Watching Quentin reconnect with his dad is also one of the first times we’ve seen him go through a little personal growth. Instead of assuming he knows better than anyone else, he actually accepts that he can’t save his dad and decides to give his father what Papa Coldwater wants (namely, to see him happy and fulfilled) rather than what he wants for his dad. Sure, there are likely to be consequences for telling someone about magic, but for once, he’s taking the more mature route, and accepting that there are certain things he just can’t have.

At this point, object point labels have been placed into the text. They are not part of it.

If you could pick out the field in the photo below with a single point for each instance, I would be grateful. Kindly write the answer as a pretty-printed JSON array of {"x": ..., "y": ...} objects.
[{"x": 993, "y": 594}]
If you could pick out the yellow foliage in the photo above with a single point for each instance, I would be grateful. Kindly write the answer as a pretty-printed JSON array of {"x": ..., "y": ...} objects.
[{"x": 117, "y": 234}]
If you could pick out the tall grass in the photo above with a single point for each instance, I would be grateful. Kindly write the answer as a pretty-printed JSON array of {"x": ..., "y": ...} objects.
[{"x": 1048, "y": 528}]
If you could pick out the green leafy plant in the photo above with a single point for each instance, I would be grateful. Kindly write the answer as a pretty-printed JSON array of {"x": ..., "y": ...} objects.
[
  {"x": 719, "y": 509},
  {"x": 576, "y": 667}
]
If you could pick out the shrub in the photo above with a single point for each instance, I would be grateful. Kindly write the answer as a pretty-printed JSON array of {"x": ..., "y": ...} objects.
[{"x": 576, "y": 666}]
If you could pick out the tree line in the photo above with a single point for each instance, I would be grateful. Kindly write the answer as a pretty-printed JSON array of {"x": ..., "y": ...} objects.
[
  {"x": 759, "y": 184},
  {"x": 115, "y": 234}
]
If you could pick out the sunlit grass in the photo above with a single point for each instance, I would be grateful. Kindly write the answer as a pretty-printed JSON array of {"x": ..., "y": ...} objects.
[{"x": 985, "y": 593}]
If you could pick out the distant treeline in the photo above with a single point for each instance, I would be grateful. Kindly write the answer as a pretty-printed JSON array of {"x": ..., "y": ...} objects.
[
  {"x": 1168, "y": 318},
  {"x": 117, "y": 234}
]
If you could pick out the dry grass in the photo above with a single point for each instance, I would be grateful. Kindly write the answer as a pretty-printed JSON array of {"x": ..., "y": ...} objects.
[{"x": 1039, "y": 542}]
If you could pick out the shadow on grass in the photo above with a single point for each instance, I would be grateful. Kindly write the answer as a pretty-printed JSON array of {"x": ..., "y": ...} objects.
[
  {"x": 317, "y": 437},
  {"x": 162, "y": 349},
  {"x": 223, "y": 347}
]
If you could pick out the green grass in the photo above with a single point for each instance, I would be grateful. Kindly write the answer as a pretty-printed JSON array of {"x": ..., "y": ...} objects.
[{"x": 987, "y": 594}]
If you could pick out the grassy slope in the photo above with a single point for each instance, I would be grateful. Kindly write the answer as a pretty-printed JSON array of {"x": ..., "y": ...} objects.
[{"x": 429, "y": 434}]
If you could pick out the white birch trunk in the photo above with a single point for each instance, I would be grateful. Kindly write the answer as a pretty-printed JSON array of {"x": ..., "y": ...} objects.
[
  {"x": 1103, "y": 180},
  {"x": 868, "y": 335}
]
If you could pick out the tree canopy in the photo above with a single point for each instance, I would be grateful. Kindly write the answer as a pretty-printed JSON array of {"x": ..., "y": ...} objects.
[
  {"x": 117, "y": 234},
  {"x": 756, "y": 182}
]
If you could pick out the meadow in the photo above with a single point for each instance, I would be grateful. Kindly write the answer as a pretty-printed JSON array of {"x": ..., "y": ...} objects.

Julia’s lesson, as always, comes with no such resolution. Do we think Pete was really acting in her best interests by sending Marina to erase James’ memory? He claims it’s to protect him, but it seems an awful lot like James was the last remaining thing keeping Julia connected to reality. Granted, her connection to reality was tenuous at best (see: setting her own hands on fire), but she’s now left with no one. And good ol’ pal Quentin, despite a small amount of personal growth, is not going to come help her. This has been Julia’s deal for a while now, but hopefully the next episode will move her a little further down the path, rather than continuing to build up what we’ve known for a while: She’s alone and desperate.

This all ends up playing a lot like a lesson about the importance of college, especially given Alice’s talk with her aunt about figuring out what she wants to do with her life. It’s a bit of a pat resolution for her, considering she just watched a classmate trap her demonic brother in a box. Alice, much like Penny, doesn’t get quite as much attention on the show as she should for what she’s going through, but there’s a limit to how many subplots one show can juggle.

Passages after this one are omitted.